В поисках спокойного места для своих арий четвероногие перемещались в новые места, уходя от Дворца. Мы следовали за ними.
Так мы нашли Старую Беседку – ее силуэт возвышался посреди Сада одиноким и печальным могильным памятником. Почему могильным? Огромный шатер, стоявший на расположенных шестиугольником столбах, весь был обтянут странной белой паутиной, вызвавшей во мне жгучее отвращение.
– Прикольно, – сказал Фокусник и полез внутрь, одной держа наготове нож для удара, другой разрывая паутину.
Старик, подумав, пошел за ним.
– Фу, делать вам нечего, – возмутилась Бетти.
– Обычно дерьмо выглядит, как дерьмо! – злобно заметил Угрюмый по этому поводу и сплюнул.
Разгоняя злобных от переполнявших их гормонов тварей, мы дошли до ограды Сада – металлические столбы толщиной в руку возвышались на высоте двух этажей над нами.
За оградой был лес из неохватных деревьев, кроны которых терялись в ночном небе. Во многих местах ограда была порвана упавшими с них ветками, толщиной с человека.
– Не проще забор отремонтировать, чем наемников посылать? – сварливо поинтересовался Угрюмый. – Вот же...
....
Днем я проснулся от какого-то странного запаха в казарме.

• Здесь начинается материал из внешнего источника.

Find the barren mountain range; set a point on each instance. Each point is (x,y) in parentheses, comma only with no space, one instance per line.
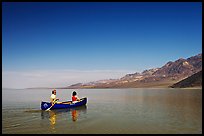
(166,76)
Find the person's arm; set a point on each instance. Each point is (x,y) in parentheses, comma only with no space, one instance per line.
(77,98)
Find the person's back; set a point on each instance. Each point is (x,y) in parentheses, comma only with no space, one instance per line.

В комнате сидели лишь мы со Стариком.
– Какая-то хрень, – пожаловался он, потирая руку, обнаженную до плеча. – Посмотри, видел такое?
Я посмотрел внимательней на его кожу. Она была покрыта какими-то плесневелыми, сине-зелеными разводами, как будто ее татуировали водорослями.
"Что за черт, да она зеленая изнутри", подумал я, но промолчал.
– Болит? – спросил я как можно спокойнее.
– Ну... как-то зудит... непонятно... и тошнит, ну может это гастрит у меня.... Ладно, пошли завтракать.
На завтраке мы не увидели Бетти и Фокусника. Обнаружились они лишь за воротами.
Фокусник сидел, сложив локти на колени и опустив голову. Бетти нервно курила рядом, глядя на него.
– Все плохо, – Бетти сплюнула и села на корточки. – Какие-то местные грибки с бактериями. Внутренний лишай. Не лечится.
– Кто это сказал? – Старик вздохнул и замер, как будто проглотил гвоздь.
– Ну кто, врач.
– Откуда, черт? – вырвалось у меня.
– Паутина, – ответила Бетти. – На беседке.
Угрюмый злобно рассмеялся и стал сыпать ругательствами и проклятиями.
– Говорил я! Дерьмо выглядит как дерьмо!
– Ах ты, ... – выругался Старик. – Это моя вина. Старый придурок.
– Ладно, забей, – огрызнулся Бетти и снова посмотрела на Фокусника, продолжавшего сидеть в той же позе. – Он в отключке, вообще не реагирует. Что с ним делать?
– Ничего. – Старик покачал головой.
– Это наша последняя ночь, – наконец промямлил он и отошел за куст.
Вслед за тем оттуда послышался звук рвоты.
Остаток времени до смены мы провели, забившись каждый в свой угол. Кроме Фокусника – он все так же сидел за воротами.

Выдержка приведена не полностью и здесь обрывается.